それと同時に、神威との距離が縮まっていく。


「神威様…い、痛いです!」


私の言葉に反応はない。
相変わらず笑顔が張り付いたその顔に、今は恐怖しか感じられない。
やっぱり、怒ってるんだ…。


「神威様!」


思わず声が大きくなっていた。
すると、パッと手が放れた。

私の手首には、赤い手形がハッキリと残っている。
この血が清水の旦那のものだと思うと、眩暈がしてきた。
私のせい……なの…?


「時雨」


朦朧とする意識の中、神威の声が頭に響く。



「君は何も分かってないみたいだ。
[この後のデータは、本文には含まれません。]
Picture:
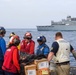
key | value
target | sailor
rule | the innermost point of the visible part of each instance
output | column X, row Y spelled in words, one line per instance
column 27, row 45
column 42, row 47
column 60, row 53
column 11, row 59
column 2, row 47
column 12, row 34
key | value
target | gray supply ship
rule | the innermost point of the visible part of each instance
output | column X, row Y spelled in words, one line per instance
column 66, row 24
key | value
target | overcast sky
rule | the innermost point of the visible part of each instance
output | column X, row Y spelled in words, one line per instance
column 30, row 13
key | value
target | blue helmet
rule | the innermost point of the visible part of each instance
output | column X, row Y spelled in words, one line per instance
column 2, row 30
column 41, row 39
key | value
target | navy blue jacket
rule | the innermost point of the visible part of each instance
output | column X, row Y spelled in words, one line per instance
column 2, row 48
column 42, row 49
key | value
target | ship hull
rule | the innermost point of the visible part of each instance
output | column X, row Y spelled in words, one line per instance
column 56, row 27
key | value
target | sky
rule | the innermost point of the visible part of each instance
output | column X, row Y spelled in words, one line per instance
column 30, row 13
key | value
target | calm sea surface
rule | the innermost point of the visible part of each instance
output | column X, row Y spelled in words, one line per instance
column 68, row 35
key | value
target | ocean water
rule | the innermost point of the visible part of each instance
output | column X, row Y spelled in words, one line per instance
column 68, row 35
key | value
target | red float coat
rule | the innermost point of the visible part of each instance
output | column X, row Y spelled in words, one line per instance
column 27, row 47
column 11, row 60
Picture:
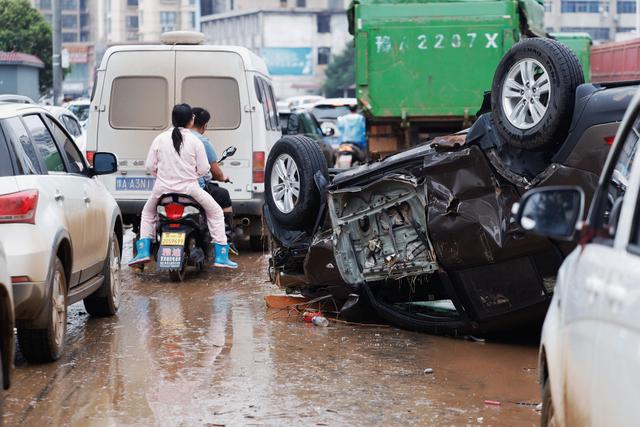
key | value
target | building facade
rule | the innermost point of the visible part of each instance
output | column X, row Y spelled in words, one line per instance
column 604, row 20
column 296, row 57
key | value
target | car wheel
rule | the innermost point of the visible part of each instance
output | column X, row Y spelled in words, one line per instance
column 106, row 300
column 533, row 93
column 548, row 418
column 291, row 192
column 46, row 345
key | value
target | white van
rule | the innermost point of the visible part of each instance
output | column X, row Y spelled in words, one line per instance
column 137, row 86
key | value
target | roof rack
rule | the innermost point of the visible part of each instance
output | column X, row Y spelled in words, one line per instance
column 19, row 99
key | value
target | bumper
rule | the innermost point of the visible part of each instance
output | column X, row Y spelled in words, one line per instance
column 251, row 207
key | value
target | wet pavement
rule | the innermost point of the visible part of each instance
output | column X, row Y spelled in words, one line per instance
column 207, row 352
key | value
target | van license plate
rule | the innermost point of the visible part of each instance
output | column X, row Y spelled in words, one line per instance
column 134, row 184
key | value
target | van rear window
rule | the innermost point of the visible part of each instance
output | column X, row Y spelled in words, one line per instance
column 218, row 95
column 139, row 103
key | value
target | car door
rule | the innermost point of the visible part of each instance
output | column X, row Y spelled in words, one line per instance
column 616, row 370
column 69, row 189
column 96, row 231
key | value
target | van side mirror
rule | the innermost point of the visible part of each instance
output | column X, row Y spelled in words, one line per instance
column 292, row 124
column 104, row 163
column 552, row 212
column 228, row 152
」

「それは、どうゆう……」


私の言葉を遮るように、彼は淡々と話続ける。


「いいかい?吉原は俺の街だと教えたよね?」

「はい…」

「つまり、吉原に生きる人は皆、俺に生かされてるんだ。だから、殺すのも俺の自由だろ?」


言い終えると、満面の笑みで私を見た。

ママの言葉の意味が少し分かった気がする。
そして、怯えてる理由も。
私たちは、未だ囚われたままだったんだ。


「今夜はこのくらいにしようか。」

「……。」

「どうしたの?」


俯いたままの私の顔を、彼は不思議そうに覗き込んでくる。
何か答えなくちゃ。
でも、気持ちの整理がつかない私は、返事をすることさえ出来ないでいた。


「時雨?」


もう分からない…。
どうせいつかは殺されてしまうのかも知れない。
それなら、いっそ…。
未来のない人生しかないのなら、このまま…。

意を決して口を開こうとした、その時!


「っん…」


私の声は思いもよらない形で塞がれた。